Backtesting is orchestrated through these modules:

stacksats/runner.py
StrategyRunner.backtest(...) is the canonical entry point.
Validates strategy contract, builds StrategyContext, computes per-window weights, and enforces weight constraints.
stacksats/prelude.py
compute_cycle_spd(...) builds rolling windows and computes sats-per-dollar metrics.
backtest_dynamic_dca(...) aggregates window-level results and computes the exponential-decay percentile.
stacksats/model_development.py
precompute_features(...) computes lagged model features used by strategy hooks.
stacksats/api.py
BacktestResult exposes summaries, JSON export, and plotting helpers.

stacksats/backtest.py contains plotting/metrics visualization helpers used by BacktestResult.plot(...).

Core Metrics¶

Per rolling window, StackSats computes:

inv_price = 1e8 / price_slice
uniform_spd = inv_price.mean()
dynamic_spd = (weights * inv_price).sum()

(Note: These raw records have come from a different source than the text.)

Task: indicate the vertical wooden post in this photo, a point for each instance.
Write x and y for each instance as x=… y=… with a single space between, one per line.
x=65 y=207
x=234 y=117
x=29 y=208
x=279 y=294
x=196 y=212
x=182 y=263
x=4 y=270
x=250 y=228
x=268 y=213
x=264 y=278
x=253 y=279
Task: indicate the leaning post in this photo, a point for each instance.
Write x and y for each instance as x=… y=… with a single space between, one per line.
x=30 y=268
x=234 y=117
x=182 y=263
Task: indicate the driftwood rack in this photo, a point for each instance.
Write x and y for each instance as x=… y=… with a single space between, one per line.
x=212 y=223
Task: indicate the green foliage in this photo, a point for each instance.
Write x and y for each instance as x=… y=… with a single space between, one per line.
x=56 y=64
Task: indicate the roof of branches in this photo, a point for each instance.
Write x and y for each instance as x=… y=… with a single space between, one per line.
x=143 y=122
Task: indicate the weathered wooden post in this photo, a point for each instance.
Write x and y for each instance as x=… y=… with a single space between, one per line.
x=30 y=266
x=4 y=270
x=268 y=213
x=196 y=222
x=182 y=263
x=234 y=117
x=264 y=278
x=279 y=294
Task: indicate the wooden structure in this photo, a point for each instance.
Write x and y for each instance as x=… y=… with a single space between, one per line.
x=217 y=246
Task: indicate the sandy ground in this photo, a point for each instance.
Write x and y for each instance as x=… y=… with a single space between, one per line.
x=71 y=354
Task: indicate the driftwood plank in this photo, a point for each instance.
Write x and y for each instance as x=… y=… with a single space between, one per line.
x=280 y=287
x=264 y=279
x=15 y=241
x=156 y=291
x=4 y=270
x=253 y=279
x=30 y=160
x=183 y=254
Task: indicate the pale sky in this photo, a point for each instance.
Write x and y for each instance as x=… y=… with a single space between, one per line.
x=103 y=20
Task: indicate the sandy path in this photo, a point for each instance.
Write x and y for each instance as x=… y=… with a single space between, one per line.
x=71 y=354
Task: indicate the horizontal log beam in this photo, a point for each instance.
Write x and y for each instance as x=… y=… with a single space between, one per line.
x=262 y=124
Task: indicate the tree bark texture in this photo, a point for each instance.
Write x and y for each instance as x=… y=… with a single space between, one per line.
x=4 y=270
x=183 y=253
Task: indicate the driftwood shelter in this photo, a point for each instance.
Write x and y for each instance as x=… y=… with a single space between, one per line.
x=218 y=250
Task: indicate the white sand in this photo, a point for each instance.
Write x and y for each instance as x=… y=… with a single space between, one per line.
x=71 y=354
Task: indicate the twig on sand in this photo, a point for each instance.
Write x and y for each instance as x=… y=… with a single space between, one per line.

Then normalizes each window to percentile space:

percentile = (spd - min_spd) / (max_spd - min_spd) * 100

Primary aggregated metrics: - win_rate: percentage of windows where dynamic_percentile > uniform_percentile - exp_decay_percentile: recency-weighted mean dynamic percentile - score: 0.5 * win_rate + 0.5 * exp_decay_percentile

Validation Behavior¶

Validation (StrategyRunner.validate) runs a backtest and additional gates:

Forward-leakage probes (masked/perturbed future invariance)
Weight constraint enforcement (sum/range checks)
Win-rate threshold check (min_win_rate, default 50.0)
Optional strict checks (strict=True):
determinism
in-place mutation detection
boundary-hit saturation diagnostics
locked-prefix immutability
fold robustness checks
shuffled-price null checks

Validation summary output includes the configured threshold (not just the default):

Validation PASSED | Forward Leakage: True | Weight Constraints: True | Win Rate: 62.40% (>=50.00%: True)

Output Artifacts¶

Backtest CLI (`stacksats strategy backtest`)¶

Writes run artifacts under:

<output_dir>/<strategy_id>/<version>/<run_id>/

Includes: - backtest plots (*.svg) - metrics.json - backtest_result.json

Export CLI (`stacksats strategy export`)¶

Writes run artifacts under:

<output_dir>/<strategy_id>/<version>/<run_id>/

Includes: - weights.csv - timeseries_schema.md - canonical columns: start_date, end_date, day_index, date, price_usd, weight - artifacts.json (strategy metadata + file map)

Usage¶

Run a backtest from CLI:

stacksats strategy backtest \
  --strategy examples/model_example.py:ExampleMVRVStrategy \
  --start-date 2020-01-01 \
  --end-date 2025-01-01 \
  --output-dir output \
  --strategy-label model-example

Run from Python:

from examples.model_example import ExampleMVRVStrategy
from stacksats import BacktestConfig, ValidationConfig

strategy = ExampleMVRVStrategy()

validation = strategy.validate(
    ValidationConfig(
        start_date="2020-01-01",
        end_date="2025-01-01",
        min_win_rate=50.0,
        strict=True,
    )
)
print(validation.summary())

result = strategy.backtest(
    BacktestConfig(
        start_date="2020-01-01",
        end_date="2025-01-01",
        strategy_label="model-example",
    )
)
print(result.summary())
result.plot(output_dir="output")
result.to_json("output/backtest_result.json")

Interpretation Notes¶

Exact performance numbers vary with date range and refreshed source data.
Comparing strategies should use the same start/end range and allocation span.
Strict-mode diagnostics are intended to catch leakage/overfitting patterns that simple win-rate checks can miss.